= Adjunctive behaviour =

Adjunctive behaviour occurs when an animal expresses an activity reliably accompanying some other response that has been produced by a stimulus, especially when the stimulus is presented according to a temporally defined schedule. For example, in 1960, psychologist John Falk was studying hungry rats that had been trained to press a lever for a small food pellet. Once a rat had received a pellet, it was obliged to wait an average of one minute before another press of the lever would be rewarded. The rats developed the habit of drinking water during these intervals, but their consumption far exceeded what was expected. Many consumed three to four times their normal daily water intake during a three-hour session, and some drank nearly half of their body weight in water during this time. Further research has revealed that intermittent food presentation to a variety of organisms results in an inordinately excessive consumption of water as well as other behaviours including attack, pica, escape, and alcohol consumption.

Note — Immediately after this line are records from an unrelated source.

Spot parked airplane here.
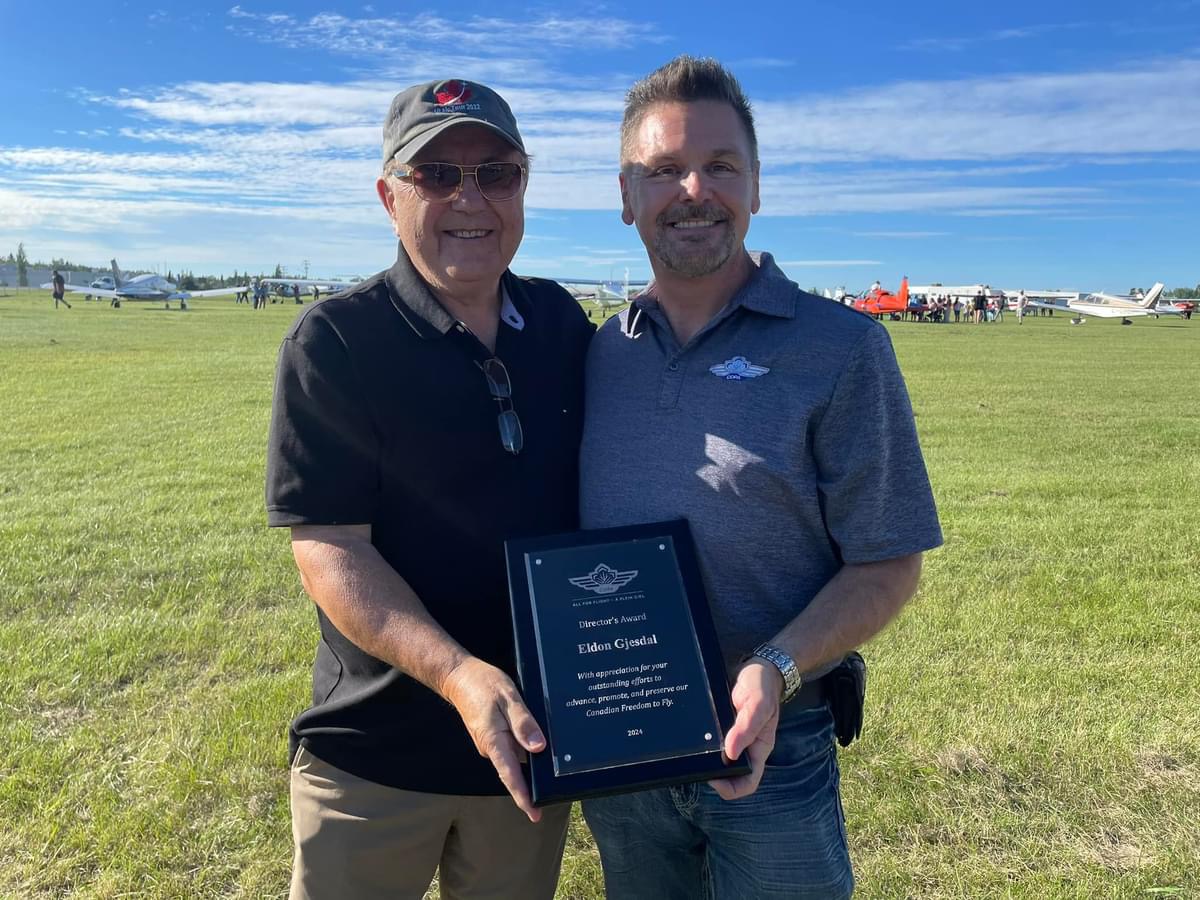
[554,269,649,308]
[908,284,1008,302]
[42,259,247,308]
[1026,282,1182,325]
[854,275,908,316]
[259,276,365,296]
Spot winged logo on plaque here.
[568,563,637,594]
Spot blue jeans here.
[583,706,854,900]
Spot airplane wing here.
[260,277,361,290]
[1027,298,1156,319]
[170,284,250,300]
[41,281,120,296]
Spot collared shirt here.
[266,241,592,794]
[580,253,942,674]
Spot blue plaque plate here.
[505,520,750,805]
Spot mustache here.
[655,203,733,226]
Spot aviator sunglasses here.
[395,162,526,203]
[476,357,524,456]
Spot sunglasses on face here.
[395,162,526,203]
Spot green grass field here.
[0,292,1200,898]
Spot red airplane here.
[854,275,908,316]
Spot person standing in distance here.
[266,79,593,900]
[580,56,942,900]
[50,269,71,310]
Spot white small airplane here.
[908,282,1004,302]
[259,276,366,296]
[1025,281,1182,325]
[42,259,247,310]
[553,269,649,310]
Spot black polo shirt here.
[266,248,593,794]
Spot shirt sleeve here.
[814,325,942,564]
[266,316,380,527]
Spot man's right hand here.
[442,656,546,822]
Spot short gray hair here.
[620,54,758,166]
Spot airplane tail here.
[1141,281,1165,310]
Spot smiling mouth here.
[667,218,726,232]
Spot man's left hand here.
[708,659,784,800]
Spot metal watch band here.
[750,643,804,703]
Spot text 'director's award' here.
[506,521,749,804]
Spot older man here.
[581,56,941,900]
[266,79,592,898]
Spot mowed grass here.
[0,293,1200,898]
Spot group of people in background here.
[236,278,320,310]
[899,284,1054,325]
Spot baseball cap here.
[383,78,524,163]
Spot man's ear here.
[750,160,762,215]
[376,175,396,218]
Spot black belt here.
[786,673,829,709]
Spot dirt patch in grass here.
[936,746,998,775]
[1088,828,1151,872]
[1135,750,1200,793]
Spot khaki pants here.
[290,748,570,900]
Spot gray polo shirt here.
[580,253,942,674]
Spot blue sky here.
[0,0,1200,290]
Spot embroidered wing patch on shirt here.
[708,356,770,382]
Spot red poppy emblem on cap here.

In psychological terminology, adjunctive behaviour is non-contingent behaviour maintained by an event which acquires a reinforcing effect due to some other reinforcing contingency. Some usages emphasize the stimulus rather than the responding it engenders (e.g., in rats, food presentations typically produce eating reliably followed by drinking; the drinking is adjunctive and is sometimes said to be induced by the schedule of food presentation).

==Use in science==
Adjunctive behaviour has been used as evidence of animal welfare problems. Pregnant sows are typically fed only a fraction of the amount of food they would consume by choice, and they remain hungry for almost the whole day. If a water dispenser is available, some sows will drink two or three times their normal daily intake, and under winter conditions, warming this amount of cold water to body temperature, only to discharge it as dilute urine, involves an appreciable caloric cost. However, if such sows are given a bulky high-fibre food (which under typical circumstances would result in an increase in water intake), they spend much longer eating, and the excessive drinking largely disappears. In this case, much of the sows' water intake appeared to be adjunctive drinking that was not linked to thirst.